Mais le mythe des oubliettes ne s'est pas arrêté au XIXᵉ siècle. Il a perduré jusqu'à aujourd’hui à travers la culture populaire, véhiculé par les films, les dessins animés, les jeux vidéo, mais surtout via les jeux de rôle.


Publicité de la Petite presse pour "Les oubliettes du vieux Louvres" par Henri Augu de 1866 avec un personnage tombant aux oubliettes ©collection BNF
Publicité de la Petite presse pour "Les oubliettes du vieux Louvres" par Henri Augu de 1866 avec un personnage tombant aux oubliettes ©collection BNF

  • Dans les films et séries, les oubliettes sont souvent représentées comme des cachots lugubres où l'on laisse mourir des prisonniers sans espoir de sortie.

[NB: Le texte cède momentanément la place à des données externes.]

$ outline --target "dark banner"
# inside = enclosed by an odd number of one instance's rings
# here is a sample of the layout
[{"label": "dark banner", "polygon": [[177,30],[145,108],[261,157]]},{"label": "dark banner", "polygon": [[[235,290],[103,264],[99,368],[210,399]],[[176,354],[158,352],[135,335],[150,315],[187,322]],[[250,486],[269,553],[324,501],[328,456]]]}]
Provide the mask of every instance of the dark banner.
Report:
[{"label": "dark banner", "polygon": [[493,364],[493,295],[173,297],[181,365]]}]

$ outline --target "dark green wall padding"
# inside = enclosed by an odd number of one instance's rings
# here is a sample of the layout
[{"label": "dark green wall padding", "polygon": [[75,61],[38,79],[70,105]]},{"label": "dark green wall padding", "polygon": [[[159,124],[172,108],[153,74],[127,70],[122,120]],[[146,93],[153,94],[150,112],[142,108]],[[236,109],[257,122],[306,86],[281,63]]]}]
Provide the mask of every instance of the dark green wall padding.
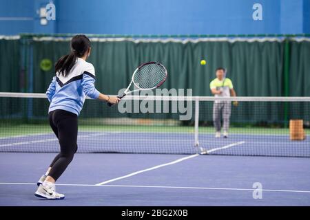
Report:
[{"label": "dark green wall padding", "polygon": [[[37,41],[21,38],[19,41],[0,40],[0,91],[44,93],[54,72],[53,68],[48,72],[41,69],[41,60],[48,58],[54,63],[70,52],[70,47],[67,41]],[[167,69],[168,78],[163,88],[192,88],[193,96],[211,96],[209,85],[215,78],[215,69],[224,67],[228,69],[227,76],[238,96],[310,96],[309,57],[310,41],[289,38],[286,41],[251,42],[123,41],[92,42],[88,61],[96,69],[96,87],[105,94],[115,94],[126,87],[136,67],[152,60],[163,63]],[[205,59],[207,65],[200,65],[201,59]],[[249,120],[250,113],[257,111],[256,108],[251,104],[245,108],[242,114],[234,109],[234,118],[241,120],[248,113]],[[310,111],[309,104],[302,103],[295,104],[294,111],[291,111],[291,105],[279,103],[260,104],[259,108],[264,109],[260,115],[269,116],[254,119],[256,122],[278,122],[304,115],[309,117],[306,113]],[[87,105],[85,109],[83,116],[93,113],[87,110]],[[113,114],[112,111],[96,113],[99,117]],[[211,120],[211,114],[203,115],[203,120]]]}]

  • Dans les dessins animés, on retrouve fréquemment ce cliché, notamment dans les récits de chevaliers et de princesses en détresse.


  • Dans les bandes dessinées, le mythe est également présent. Dans Le Chevalier Printemps, publié dans le Baby Journal dirigé par Marijac en 1948, on retrouve cette image des oubliettes comme un lieu sombre et mystérieux. Le jeune héros, confronté à un seigneur tyrannique, doit libérer son père retenu dans les "sinistres oubliettes" du château. Les illustrations colorées contrastent avec la thématique sombre, mais participent tout de même à entretenir cette légende. 

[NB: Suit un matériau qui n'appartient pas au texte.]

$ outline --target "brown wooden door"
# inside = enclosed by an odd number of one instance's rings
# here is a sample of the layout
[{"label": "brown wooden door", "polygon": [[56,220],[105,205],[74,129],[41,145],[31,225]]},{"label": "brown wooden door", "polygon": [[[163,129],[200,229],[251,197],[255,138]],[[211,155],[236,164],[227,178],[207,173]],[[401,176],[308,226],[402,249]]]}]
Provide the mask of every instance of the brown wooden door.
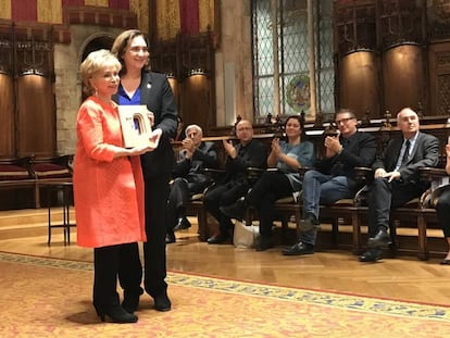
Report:
[{"label": "brown wooden door", "polygon": [[55,117],[49,78],[17,78],[17,151],[20,155],[51,157],[55,147]]}]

extrait de "Le Chevalier Printemps" de Jen Trubert dans le journale Baby Journal de 1948 où l'on parle des oubliettes comme des lieux sinistres, humides... ©collection BNF
extrait de "Le Chevalier Printemps" de Jen Trubert dans le journale Baby Journal de 1948 où l'on parle des oubliettes comme des lieux sinistres, humides... ©collection BNF


  • Dans les journaux pour la jeunesse tels que Le Jeudi de la jeunesse, Baby journal, l'Épatant ou encore le Noël. Dans L'Épatant de Louis Forton (1931) présente des scènes où des personnages sont enfermés dans des oubliettes sombres, accentuant l'idée de ces cachots comme lieux de morts et de mystère.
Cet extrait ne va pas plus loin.